7. A certain fruit stand sold total of 76 oranges to 19 customers. How many of them bought only one orange?
(1) None of the customers bought more than 4 oranges
(2) The difference between the number of oranges bought by any two customers is even

In respect to the question above, I assumed that any two of those 19 customer might have bought 5 & 3 oranges and hence I, marked the option insufficient. Bunnel have equated and treated the option in totally different way. I ,lack the skill to convert these sort of condition in to equation.

please can some post or point to the list of similar Word translation sentences and how to convert them in to equation. Im very new to GMAT club so please forgie me if this is the repeated posting.

Thanks,
Vids
Show more

I did not use any equation for this question.

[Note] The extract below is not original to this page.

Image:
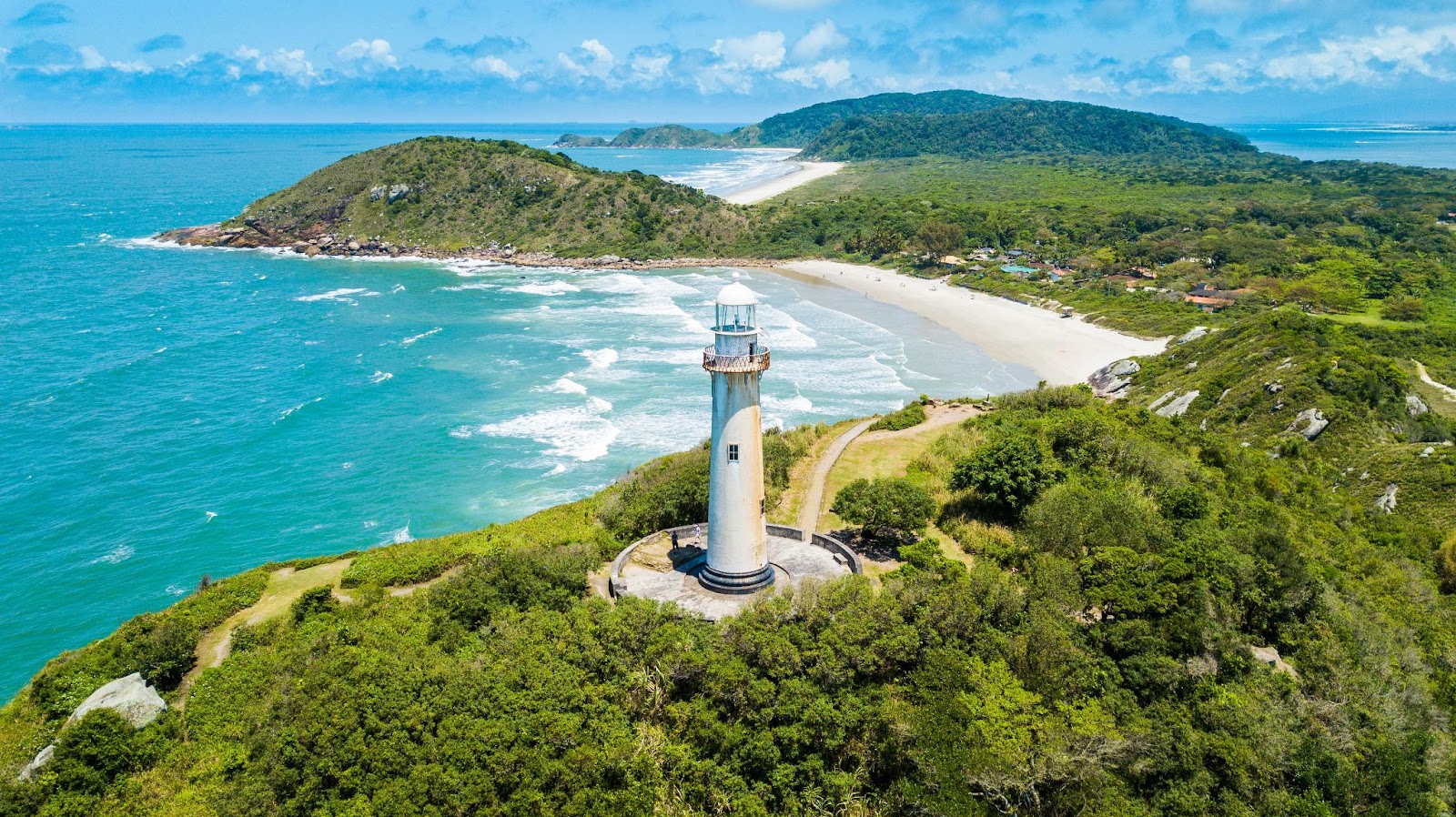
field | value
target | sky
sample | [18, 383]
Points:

Statement (2) says: the difference between the number of oranges bought by ANY two customers is even --> in order the difference between ANY number of oranges bought to be even, either all customers must have bought odd number of oranges or all customers must have bough even number of oranges.

Now, the sum of 19 odd integers is odd and we have that fruit stand sold total of 76, so even number of oranges, which means that the case where all customers buy odd number of oranges is not possible. And since 1 is odd then no one bought only one orange. Sufficient.

As for word translation check this: word-problems-made-easy-87346.html

Hope it helps.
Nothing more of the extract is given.